3DEC Modeling • Problem Solving with 3DEC

Reaching Equilibrium

At the end of setting up initial conditions, at the end of the model, and perhaps during multiple intermediate stages, the model must reach “equilibrium.” In the examples so far, this is done with the simple command model solve. But how do you know when you have reached equilibrium? How can you tell if you have performed more cycles than is necessary, or if some specific part of the model still needs computation time?

Calculation cycles in 3DEC can be performed manually with the model step or model cycle command. There are occasions where this is useful, most often when you have prescribed a velocity at a boundary and want to step until a specific total displacement has been reached. Generally, however, you wish to cycle until a certain condition has been reached—for example, a dynamic simulation could cycle until a certain amount of time has passed. The model solve command allows cycling to continue until one or more limits (specified using subsequent keywords) has been met. In a static model, the most common limit of interest is “until the model is in equilibrium.”
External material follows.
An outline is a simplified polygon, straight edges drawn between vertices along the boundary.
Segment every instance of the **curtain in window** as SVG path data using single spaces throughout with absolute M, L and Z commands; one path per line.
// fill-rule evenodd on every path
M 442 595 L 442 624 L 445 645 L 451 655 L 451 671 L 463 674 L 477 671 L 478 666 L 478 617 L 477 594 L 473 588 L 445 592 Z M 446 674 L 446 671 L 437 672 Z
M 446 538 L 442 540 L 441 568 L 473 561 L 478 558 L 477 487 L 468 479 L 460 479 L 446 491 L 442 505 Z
Because 3DEC uses an iterative procedure informed by physics to reach static equilibrium, when we refer to being “in equilibrium,” we mean the same thing as being fully converged to a static solution. 3DEC provides a number of different ways to measure and visualize how close you are to being converged or having reached an equilibrium state in your model. But, as always, the more you are aware of the issues involved, the more efficient and accurate your models are likely to be.

Convergence Criteria

3DEC has four different criteria available to determine when equilibrium is reached. Local Force Ratio, Average Force Ratio, Maximum Force Ratio, and Convergence. Each of these options is described below.

Local Maximum Force Ratio

The local force ratio is a unitless measure of local convergence at a gridpoint. The idea is simple: divide the out-of-balance component remaining after summing forces by a measure of the total forces being applied to the gridpoint. For performance purposes, we use the “Manhattan norm” or “Taxicab norm” of a vector, defined as:

\[\langle v_i \rangle = |v_x| + |v_y| + |v_z|\]

or the sum of the absolute values of the components of the vector. The local force ratio can then be defined as:

\[\frac{\langle \sum_i f_i\rangle}{\sum_i \langle f_i \rangle}\]
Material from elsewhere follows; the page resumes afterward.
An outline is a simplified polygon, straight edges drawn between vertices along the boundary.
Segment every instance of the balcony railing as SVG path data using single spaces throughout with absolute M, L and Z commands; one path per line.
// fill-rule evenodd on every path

where \(f_i\) are all the force vectors being added to a gridpoint.

The local maximum force ratio is the maximum local ratio of any gridpoint in the model. This is a very conservative measure of the convergence of a model. However it has a weakness when there is less than two forces being applied to a gridpoint, or when all forces being applied to a gridpoint act in the same direction. In this circumstance, the only “equilibrium” value possible is for both numerator and denominator to converge toward zero; the ratio between them will tend toward 1.

3DEC will detect when only one force vector is being applied to a gridpoint and automatically remove it from consideration. But if multiple aligned forces are acting on a gridpoint, or if the second force is negligible compared to a main driving force, then this check is insufficient. These points will dominate the maximum local force ratio, and the model will seem to never effectively converge.

In practice this does not happen very often. The majority of models never see this effect. But it does happen, and so maximum local force ratio is not used as the default convergence criteria for model solve in order to guarantee that any given model will converge using the default criteria.

The last local force ratio calculated for a gridpoint is stored and is available to FISH as block.gp.ratio and to plot items as the Local Force Ratio.

Use the keyword ratio-local with the model solve command to use the local ratio for the solve criterion.

Average Force Ratio

The average force ratio is defined as the sum of all out-of-balance force components at every gridpoint divided by the sum of all total forces applied at a gridpoint. Or:

\[\frac{ \sum_j^n \langle \sum_i f_i \rangle }{ \sum_j^n \sum_i \langle f_i \rangle }\]

This measure serves as a reliable measure of the overall convergence of the system. For models that are relatively uniform, it performs very well. It is bulletproof enough that the default convergence criteria for model solve is ratio-average 1e-5.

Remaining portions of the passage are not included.